Modal¶

Modal is a serverless cloud platform that lets you run Python functions on GPU infrastructure without managing servers. Functions spin up in seconds with the exact GPU you need, and shut down automatically when done. You only pay for what you use.

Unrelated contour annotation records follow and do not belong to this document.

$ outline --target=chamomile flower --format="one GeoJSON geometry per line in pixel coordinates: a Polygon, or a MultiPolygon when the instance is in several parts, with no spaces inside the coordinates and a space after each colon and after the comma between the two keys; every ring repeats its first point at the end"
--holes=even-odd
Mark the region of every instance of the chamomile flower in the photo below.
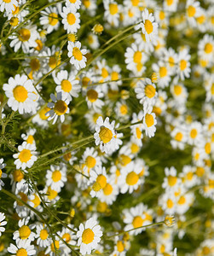
{"type": "Polygon", "coordinates": [[[156,131],[155,125],[157,125],[156,115],[152,112],[146,112],[143,117],[143,125],[146,132],[146,136],[151,137],[154,137],[156,131]]]}
{"type": "Polygon", "coordinates": [[[147,9],[142,13],[142,22],[136,26],[136,30],[142,29],[143,34],[145,34],[147,42],[153,42],[158,36],[158,23],[154,22],[154,17],[153,14],[149,14],[147,9]]]}
{"type": "Polygon", "coordinates": [[[67,49],[68,49],[68,57],[70,59],[71,64],[73,64],[75,67],[79,70],[86,67],[86,57],[84,56],[87,53],[87,49],[80,49],[81,43],[80,42],[68,42],[67,49]]]}
{"type": "Polygon", "coordinates": [[[50,166],[50,170],[46,174],[47,186],[50,186],[51,189],[60,192],[64,183],[67,182],[67,167],[65,165],[50,166]]]}
{"type": "Polygon", "coordinates": [[[135,92],[136,98],[143,105],[144,111],[147,111],[147,108],[154,105],[158,93],[155,84],[149,79],[138,81],[135,88],[135,92]]]}
{"type": "Polygon", "coordinates": [[[16,242],[16,246],[10,243],[9,247],[8,247],[8,251],[12,253],[11,256],[15,255],[35,255],[36,250],[34,245],[31,245],[31,241],[22,241],[20,240],[16,242]]]}
{"type": "Polygon", "coordinates": [[[5,231],[5,226],[7,224],[7,221],[5,219],[5,215],[3,212],[0,212],[0,236],[2,236],[2,233],[5,231]]]}
{"type": "Polygon", "coordinates": [[[49,111],[45,113],[45,115],[48,118],[48,120],[54,119],[53,125],[56,122],[58,116],[61,119],[61,123],[65,120],[65,113],[69,113],[68,104],[70,101],[65,96],[62,96],[61,92],[57,92],[56,97],[55,96],[51,93],[50,98],[54,102],[49,102],[48,108],[50,108],[49,111]]]}
{"type": "Polygon", "coordinates": [[[49,236],[49,230],[44,224],[36,224],[37,244],[41,247],[47,247],[51,244],[51,239],[49,236]]]}
{"type": "Polygon", "coordinates": [[[26,167],[31,168],[38,160],[35,144],[29,144],[24,142],[18,147],[18,150],[19,153],[13,154],[13,157],[15,159],[14,165],[16,169],[21,168],[25,170],[26,167]]]}
{"type": "Polygon", "coordinates": [[[32,229],[34,227],[33,224],[27,225],[30,220],[30,217],[22,218],[19,220],[18,225],[19,230],[14,232],[13,239],[18,242],[20,240],[22,241],[34,241],[35,233],[32,231],[32,229]]]}
{"type": "Polygon", "coordinates": [[[97,247],[101,241],[102,231],[97,221],[93,218],[88,219],[84,225],[79,225],[79,230],[77,233],[78,246],[80,246],[80,253],[83,255],[90,254],[91,250],[97,247]]]}
{"type": "Polygon", "coordinates": [[[115,131],[114,127],[109,122],[109,118],[107,117],[103,122],[100,116],[96,120],[95,133],[94,134],[95,144],[100,144],[101,152],[108,154],[111,148],[115,144],[115,131]]]}
{"type": "Polygon", "coordinates": [[[3,86],[5,95],[9,97],[8,105],[20,113],[34,113],[36,109],[37,93],[32,80],[27,76],[16,74],[10,77],[8,84],[3,86]]]}
{"type": "Polygon", "coordinates": [[[7,13],[11,13],[14,11],[15,8],[18,6],[16,0],[0,0],[0,11],[3,12],[4,10],[7,13]]]}

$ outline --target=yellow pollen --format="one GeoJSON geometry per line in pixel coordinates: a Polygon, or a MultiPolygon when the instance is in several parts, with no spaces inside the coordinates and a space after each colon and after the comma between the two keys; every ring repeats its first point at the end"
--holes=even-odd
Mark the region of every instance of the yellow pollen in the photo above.
{"type": "Polygon", "coordinates": [[[142,52],[137,50],[134,53],[133,61],[135,63],[139,63],[142,61],[142,52]]]}
{"type": "Polygon", "coordinates": [[[70,13],[67,16],[67,20],[69,25],[73,25],[76,22],[76,17],[73,14],[70,13]]]}
{"type": "Polygon", "coordinates": [[[107,183],[106,187],[103,188],[103,193],[105,195],[109,195],[113,193],[113,186],[109,183],[107,183]]]}
{"type": "Polygon", "coordinates": [[[49,233],[48,233],[47,230],[42,230],[40,231],[40,238],[42,240],[46,240],[48,238],[48,236],[49,236],[49,233]]]}
{"type": "MultiPolygon", "coordinates": [[[[5,0],[4,0],[5,1],[5,0]]],[[[27,252],[24,248],[20,248],[16,252],[16,256],[27,256],[27,252]]]]}
{"type": "Polygon", "coordinates": [[[71,82],[68,80],[62,80],[61,83],[61,86],[62,90],[64,90],[66,92],[71,91],[71,90],[72,88],[71,82]]]}
{"type": "Polygon", "coordinates": [[[188,66],[187,61],[182,60],[180,61],[180,68],[181,68],[182,71],[183,71],[187,67],[187,66],[188,66]]]}
{"type": "Polygon", "coordinates": [[[130,186],[134,186],[139,179],[138,175],[135,172],[130,172],[126,177],[126,183],[130,186]]]}
{"type": "Polygon", "coordinates": [[[87,91],[87,97],[90,102],[95,102],[98,99],[98,92],[93,89],[87,91]]]}
{"type": "Polygon", "coordinates": [[[167,75],[167,69],[165,67],[159,67],[159,76],[160,78],[164,78],[167,75]]]}
{"type": "Polygon", "coordinates": [[[20,170],[14,170],[13,172],[13,177],[16,183],[19,183],[23,179],[24,174],[20,172],[20,170]]]}
{"type": "Polygon", "coordinates": [[[29,149],[23,149],[19,154],[19,159],[22,163],[26,163],[31,160],[32,153],[29,149]]]}
{"type": "Polygon", "coordinates": [[[20,239],[26,239],[31,235],[31,230],[28,226],[23,225],[19,229],[20,239]]]}
{"type": "Polygon", "coordinates": [[[152,84],[146,85],[144,92],[147,97],[153,98],[155,96],[156,90],[152,84]]]}
{"type": "Polygon", "coordinates": [[[55,183],[57,183],[58,181],[60,181],[61,178],[61,171],[59,170],[55,170],[52,173],[52,180],[55,182],[55,183]]]}
{"type": "Polygon", "coordinates": [[[182,88],[181,85],[174,85],[174,92],[176,96],[179,96],[182,92],[182,88]]]}
{"type": "Polygon", "coordinates": [[[14,97],[19,102],[24,102],[27,98],[27,90],[22,85],[17,85],[13,90],[14,97]]]}
{"type": "Polygon", "coordinates": [[[96,183],[101,186],[101,189],[103,189],[107,185],[107,177],[101,174],[96,177],[96,183]]]}
{"type": "Polygon", "coordinates": [[[99,132],[99,137],[103,143],[109,143],[113,138],[113,132],[107,127],[101,126],[99,132]]]}
{"type": "Polygon", "coordinates": [[[55,245],[54,245],[54,242],[51,243],[50,245],[50,248],[51,248],[51,251],[52,252],[55,252],[55,248],[58,250],[60,248],[60,241],[55,240],[55,245]]]}
{"type": "Polygon", "coordinates": [[[176,177],[170,175],[168,177],[168,183],[171,187],[175,186],[175,184],[176,183],[176,177]]]}
{"type": "Polygon", "coordinates": [[[182,195],[180,197],[180,199],[178,200],[178,204],[179,205],[183,205],[183,204],[185,204],[185,202],[186,202],[186,198],[183,195],[182,195]]]}
{"type": "Polygon", "coordinates": [[[60,100],[55,103],[54,110],[56,114],[62,115],[67,110],[67,105],[64,101],[60,100]]]}
{"type": "Polygon", "coordinates": [[[117,248],[118,248],[118,251],[119,251],[119,253],[124,252],[124,243],[123,243],[122,241],[117,241],[117,248]]]}
{"type": "Polygon", "coordinates": [[[84,230],[82,235],[83,243],[89,244],[94,241],[95,233],[90,229],[86,229],[84,230]]]}
{"type": "Polygon", "coordinates": [[[119,7],[117,3],[109,4],[109,12],[111,15],[115,15],[119,12],[119,7]]]}
{"type": "Polygon", "coordinates": [[[153,23],[149,20],[146,20],[144,27],[147,34],[150,34],[153,31],[153,23]]]}
{"type": "Polygon", "coordinates": [[[142,227],[143,224],[143,219],[141,216],[136,216],[132,221],[132,225],[134,229],[142,227]]]}
{"type": "Polygon", "coordinates": [[[145,122],[147,127],[153,126],[154,124],[153,117],[152,114],[147,113],[145,116],[145,122]]]}
{"type": "Polygon", "coordinates": [[[181,142],[182,140],[182,132],[177,132],[175,136],[175,140],[177,142],[181,142]]]}
{"type": "Polygon", "coordinates": [[[188,8],[188,17],[194,17],[196,13],[196,9],[193,5],[189,5],[188,8]]]}
{"type": "Polygon", "coordinates": [[[21,42],[26,42],[31,38],[31,32],[26,28],[21,28],[18,31],[19,40],[21,42]]]}
{"type": "Polygon", "coordinates": [[[213,49],[213,46],[211,43],[207,43],[205,44],[205,52],[206,54],[210,54],[212,52],[212,49],[213,49]]]}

Deeplake + Modal is a natural fit for fine-tuning: your training data lives in Deeplake, Modal provides the GPU, and Deeplake's PyTorch streaming dataloader feeds data directly from cloud storage into the training loop. No dataset download, no local disk, no data pipeline to maintain.

Objective¶

Fine-tune Qwen3-32B with QLoRA on a Modal L40S GPU using Unsloth for 2-5x faster training, streaming the dataset from Deeplake.

Architecture¶

┌──────────────────────────┐
│  Your laptop              │
│  modal run finetune.py    │
└────────────┬─────────────┘
             │
    ┌────────▼────────────────────────┐
    │  Modal  (L40S 48GB)             │
    │                                 │
    │  Qwen3-32B (QLoRA, 4-bit)       │
    │       ▲                         │
    │       │ ds.pytorch()            │
    │       │ (streaming dataloader)  │
    │       │                         │
    │  Deeplake SDK ──── streams ────┼──► Deeplake Cloud
    │                                 │    (training data)
    └─────────────────────────────────┘

Data is streamed on-demand from Deeplake's object storage directly into GPU memory. The training machine never downloads the full dataset. The memory footprint stays constant whether the dataset is 1 GB or 1 TB.

Prerequisites¶

pip install modal
modal setup          # One-time auth

Store your Deeplake token as a Modal secret:

modal secret create deeplake-creds \
  DEEPLAKE_API_KEY=YOUR_TOKEN \
  DEEPLAKE_WORKSPACE=YOUR_WORKSPACE

Set credentials first

export DEEPLAKE_API_KEY="your-token-here"
export DEEPLAKE_WORKSPACE="your-workspace"  # optional, defaults to "default"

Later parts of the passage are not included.